Billy Graham Trivia: What Happened After Services at the 1949 ‘Canvas Cathedral’?

By   •   September 23, 2019

Canvas Cathedral 1949
The 1949 Greater Los Angeles Revival, held in a tent nicknamed "The Canvas Cathedral," moved Billy Graham into the national spotlight.

Q: What happened at the 1949 “Canvas Cathedral” each night after services ended?

A: A “night watchman” took over to talk and pray with people who wandered in overnight.

When Billy Graham came to Los Angeles for a series of evangelistic meetings that wound up making headlines around the world, thousands of people flocked to a huge, white tent known as the “Canvas Cathedral” to hear the Gospel, and countless lives were changed.

>> Watch Canvas Cathedral: Billy Graham’s Crisis of Faith.

While many people responded publicly to the altar call each evening, others held back, sometimes returning to the tent in the middle of the night.

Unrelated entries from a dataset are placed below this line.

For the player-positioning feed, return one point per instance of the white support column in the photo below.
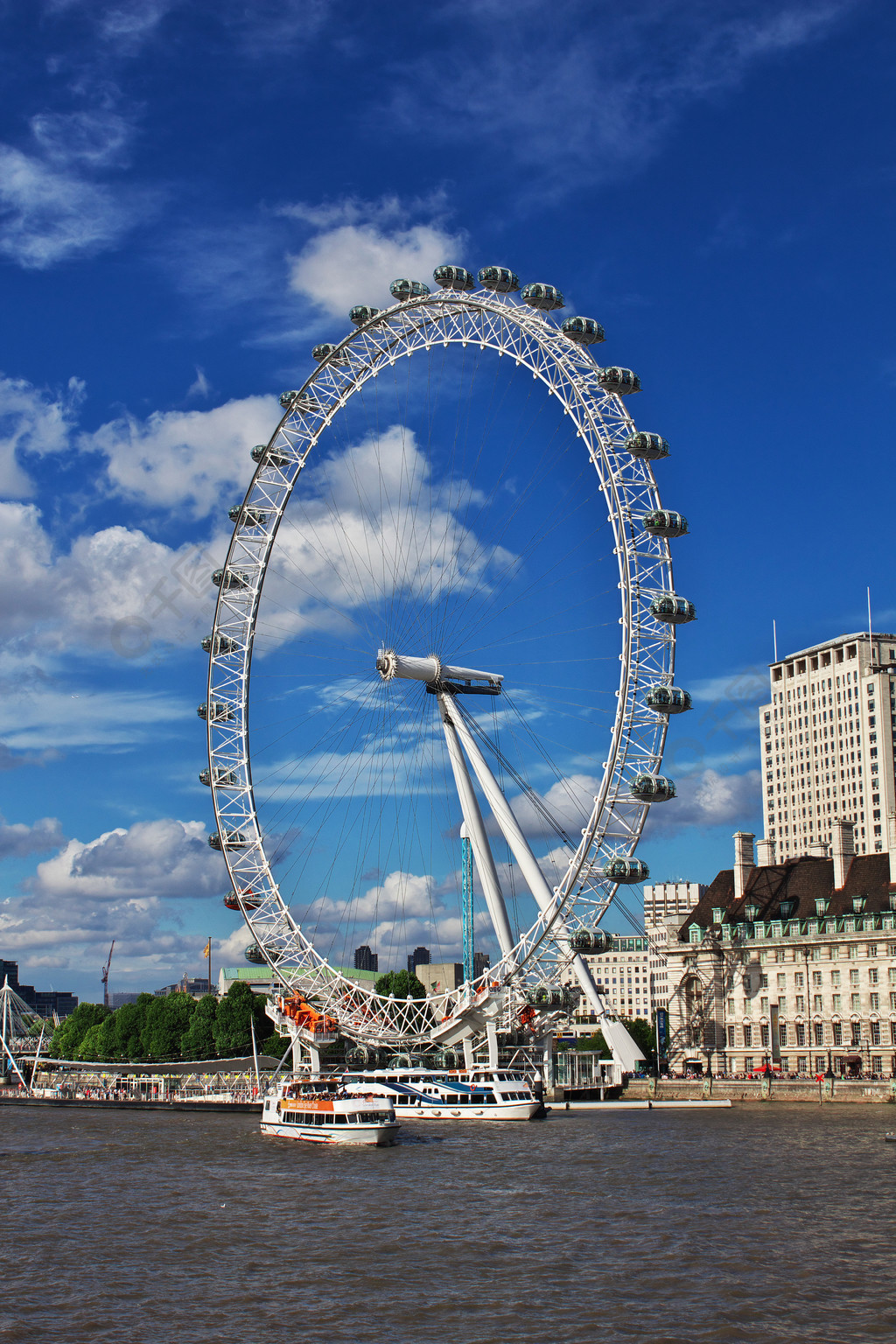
(479, 839)
(522, 851)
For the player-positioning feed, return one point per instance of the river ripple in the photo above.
(760, 1223)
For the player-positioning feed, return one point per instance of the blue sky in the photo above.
(192, 195)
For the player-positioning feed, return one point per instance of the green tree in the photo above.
(235, 1011)
(72, 1030)
(168, 1019)
(130, 1025)
(92, 1045)
(401, 983)
(199, 1040)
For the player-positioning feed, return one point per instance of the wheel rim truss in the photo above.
(637, 738)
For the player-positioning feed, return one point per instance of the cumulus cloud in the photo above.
(47, 214)
(32, 421)
(185, 460)
(150, 859)
(624, 85)
(708, 799)
(19, 840)
(356, 262)
(116, 591)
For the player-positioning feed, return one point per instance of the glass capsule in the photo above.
(453, 277)
(584, 331)
(499, 278)
(649, 446)
(542, 296)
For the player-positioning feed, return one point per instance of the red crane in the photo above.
(105, 977)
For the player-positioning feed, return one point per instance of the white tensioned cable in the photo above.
(582, 897)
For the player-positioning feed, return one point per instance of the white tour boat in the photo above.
(324, 1112)
(457, 1095)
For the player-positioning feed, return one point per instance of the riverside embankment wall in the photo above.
(775, 1090)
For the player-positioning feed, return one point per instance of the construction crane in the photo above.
(105, 977)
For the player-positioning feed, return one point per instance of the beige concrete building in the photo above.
(826, 741)
(793, 964)
(667, 905)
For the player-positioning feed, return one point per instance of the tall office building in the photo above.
(826, 744)
(366, 960)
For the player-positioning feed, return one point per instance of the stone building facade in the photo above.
(826, 741)
(788, 965)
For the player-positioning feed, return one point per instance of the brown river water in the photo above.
(760, 1223)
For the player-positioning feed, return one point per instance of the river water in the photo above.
(758, 1223)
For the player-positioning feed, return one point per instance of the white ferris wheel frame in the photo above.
(580, 900)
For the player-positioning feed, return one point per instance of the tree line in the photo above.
(168, 1027)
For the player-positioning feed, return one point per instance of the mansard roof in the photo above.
(802, 880)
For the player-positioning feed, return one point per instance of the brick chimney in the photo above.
(745, 862)
(844, 848)
(765, 854)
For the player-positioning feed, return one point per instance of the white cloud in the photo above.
(18, 839)
(707, 799)
(116, 591)
(49, 214)
(355, 263)
(32, 421)
(186, 460)
(578, 98)
(150, 859)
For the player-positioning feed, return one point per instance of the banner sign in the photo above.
(775, 1033)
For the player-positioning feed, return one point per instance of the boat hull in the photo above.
(379, 1136)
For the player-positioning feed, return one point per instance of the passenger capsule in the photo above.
(590, 940)
(662, 522)
(250, 902)
(626, 870)
(215, 712)
(220, 644)
(453, 277)
(223, 779)
(499, 278)
(673, 609)
(584, 331)
(542, 296)
(228, 840)
(404, 290)
(546, 996)
(230, 578)
(326, 351)
(270, 456)
(620, 381)
(652, 788)
(649, 446)
(298, 402)
(361, 313)
(668, 699)
(248, 516)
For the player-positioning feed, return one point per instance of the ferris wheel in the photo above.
(448, 604)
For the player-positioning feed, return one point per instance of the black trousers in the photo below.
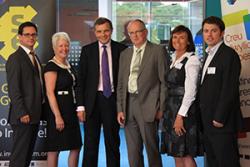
(222, 150)
(24, 138)
(104, 115)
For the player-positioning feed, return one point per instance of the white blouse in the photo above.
(192, 69)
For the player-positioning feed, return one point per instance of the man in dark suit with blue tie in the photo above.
(219, 97)
(25, 91)
(96, 99)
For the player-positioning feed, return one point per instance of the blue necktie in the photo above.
(105, 73)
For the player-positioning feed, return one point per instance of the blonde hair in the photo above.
(60, 35)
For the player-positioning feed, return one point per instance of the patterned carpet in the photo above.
(167, 161)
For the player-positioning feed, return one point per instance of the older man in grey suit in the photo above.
(141, 95)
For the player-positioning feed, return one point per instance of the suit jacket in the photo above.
(89, 71)
(24, 88)
(151, 81)
(219, 92)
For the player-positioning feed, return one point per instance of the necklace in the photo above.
(57, 62)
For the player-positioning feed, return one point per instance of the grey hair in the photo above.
(60, 35)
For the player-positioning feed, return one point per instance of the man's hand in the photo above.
(217, 124)
(121, 118)
(25, 119)
(159, 115)
(81, 116)
(178, 125)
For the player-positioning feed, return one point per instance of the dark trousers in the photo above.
(24, 138)
(139, 133)
(221, 150)
(104, 114)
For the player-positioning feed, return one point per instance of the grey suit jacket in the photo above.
(24, 88)
(152, 88)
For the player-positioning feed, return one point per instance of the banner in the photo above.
(12, 14)
(236, 15)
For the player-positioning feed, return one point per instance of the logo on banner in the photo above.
(241, 17)
(9, 23)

A November 5, 1949, article in the Los Angeles Times told the story of Rev. Eddie Garver, a young pastor from California’s Yucca Valley.

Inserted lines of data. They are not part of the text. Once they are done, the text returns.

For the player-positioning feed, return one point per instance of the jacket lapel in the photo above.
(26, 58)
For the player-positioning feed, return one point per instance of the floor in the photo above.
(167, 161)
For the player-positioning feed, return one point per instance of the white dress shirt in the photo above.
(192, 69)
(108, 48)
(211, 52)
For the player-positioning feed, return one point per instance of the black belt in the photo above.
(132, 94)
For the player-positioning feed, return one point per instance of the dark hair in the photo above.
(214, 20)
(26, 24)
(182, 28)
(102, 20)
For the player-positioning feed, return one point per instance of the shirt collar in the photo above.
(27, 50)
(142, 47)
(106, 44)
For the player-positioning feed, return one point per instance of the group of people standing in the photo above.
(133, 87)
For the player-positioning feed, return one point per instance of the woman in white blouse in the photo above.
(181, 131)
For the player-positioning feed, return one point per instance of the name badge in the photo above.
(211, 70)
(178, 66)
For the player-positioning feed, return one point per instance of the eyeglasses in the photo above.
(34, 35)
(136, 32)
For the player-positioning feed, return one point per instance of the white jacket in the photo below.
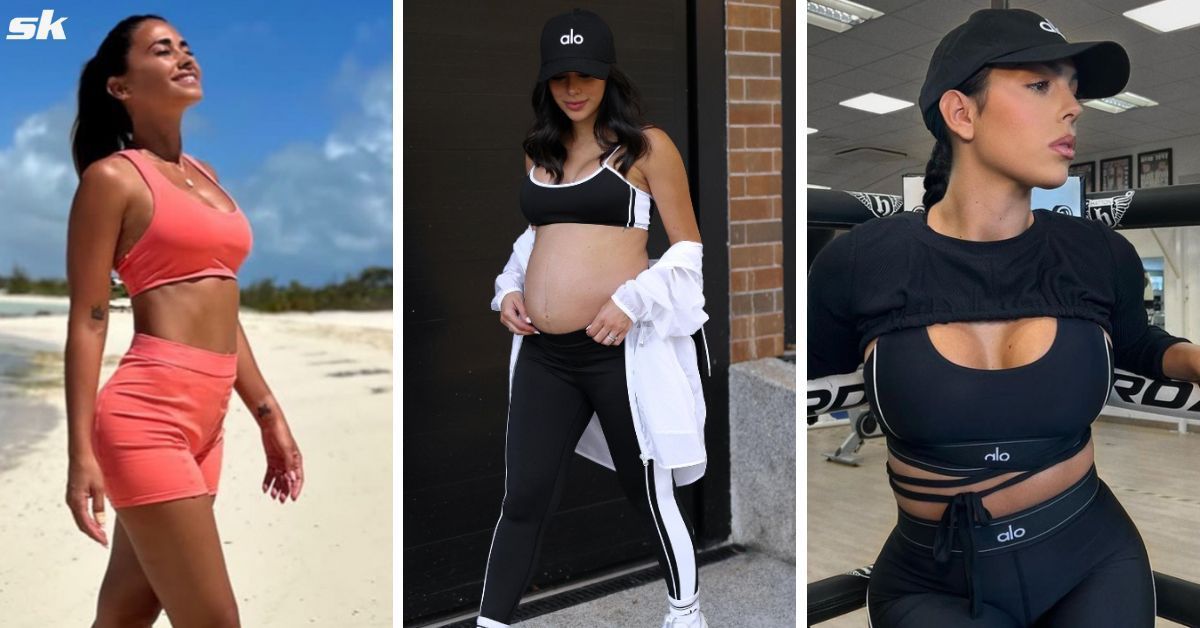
(666, 304)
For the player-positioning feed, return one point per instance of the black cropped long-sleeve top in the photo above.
(895, 273)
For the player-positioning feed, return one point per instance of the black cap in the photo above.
(1018, 36)
(576, 42)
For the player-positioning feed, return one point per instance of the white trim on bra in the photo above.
(603, 167)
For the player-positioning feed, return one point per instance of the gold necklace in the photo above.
(179, 166)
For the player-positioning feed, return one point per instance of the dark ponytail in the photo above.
(102, 126)
(937, 174)
(937, 171)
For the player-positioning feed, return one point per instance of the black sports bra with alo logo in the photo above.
(976, 423)
(604, 197)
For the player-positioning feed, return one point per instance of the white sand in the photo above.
(324, 560)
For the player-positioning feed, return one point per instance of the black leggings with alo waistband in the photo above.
(1073, 561)
(558, 381)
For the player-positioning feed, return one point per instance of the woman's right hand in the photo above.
(84, 482)
(513, 315)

This newspaper clipping has Billy Graham’s handwriting at the top.

To help take care of the nighttime visitors, Rev. Garver took leave from his church in the desert, about 120 miles east of Los Angeles, and applied for the job of night watchman.

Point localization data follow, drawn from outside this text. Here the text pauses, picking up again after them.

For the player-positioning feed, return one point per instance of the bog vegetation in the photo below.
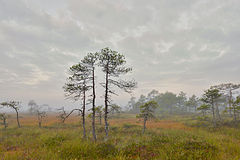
(154, 126)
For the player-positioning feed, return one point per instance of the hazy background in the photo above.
(172, 45)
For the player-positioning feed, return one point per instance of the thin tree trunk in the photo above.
(230, 102)
(83, 113)
(213, 111)
(5, 122)
(217, 112)
(100, 119)
(93, 107)
(19, 126)
(106, 104)
(144, 124)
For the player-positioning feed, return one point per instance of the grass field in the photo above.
(169, 138)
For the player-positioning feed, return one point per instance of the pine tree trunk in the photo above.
(83, 113)
(19, 126)
(106, 105)
(217, 112)
(93, 108)
(100, 119)
(5, 122)
(213, 112)
(144, 124)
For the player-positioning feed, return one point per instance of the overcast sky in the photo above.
(172, 45)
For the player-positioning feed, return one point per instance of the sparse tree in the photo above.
(3, 118)
(182, 99)
(41, 115)
(147, 111)
(62, 114)
(90, 62)
(115, 108)
(77, 86)
(236, 106)
(113, 66)
(203, 108)
(192, 102)
(14, 105)
(228, 89)
(32, 106)
(99, 113)
(210, 97)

“Above the rustle of the tent flaps and intermittent sounds of traffic, Eddie heard the shuffling of feet in the sawdust, sobs in the darkness,” the Los Angeles Times article read.

“I do not believe that any man … can solve the problems of life without Jesus Christ,” Billy Graham preached during one of the services. “There are tremendous marital problems, there are physical problems, there are financial problems, there are problems of sin and habit that cannot be solved outside the person of our Lord Jesus Christ.”

“Their stories were usually the same,” the article went on. “‘I can’t sleep. I’ve been tossing and turning. My conscience aches. I need somebody to pray with me.’ And there was Eddie, a shepherd for the lost lambs.”

It appears as though Billy Graham heard about Rev. Garver and read the article in the Times. According to Mr. Graham’s longtime secretary, Stephanie Wills, his handwriting can be seen in red ink at the top of the 1949 article.

“Accepted by Reader’s Digest as human interest story,” he scrawled across the top of the clipping.

The article said each nighttime visitor had “the same sleepless desire: to accept Christ because he can no longer resist.”

Thanks to the way God used Rev. Garver, the sleepless wanderers who found themselves inside the tent had the chance to pray about whatever was keeping them up.

And they didn’t have to do it alone.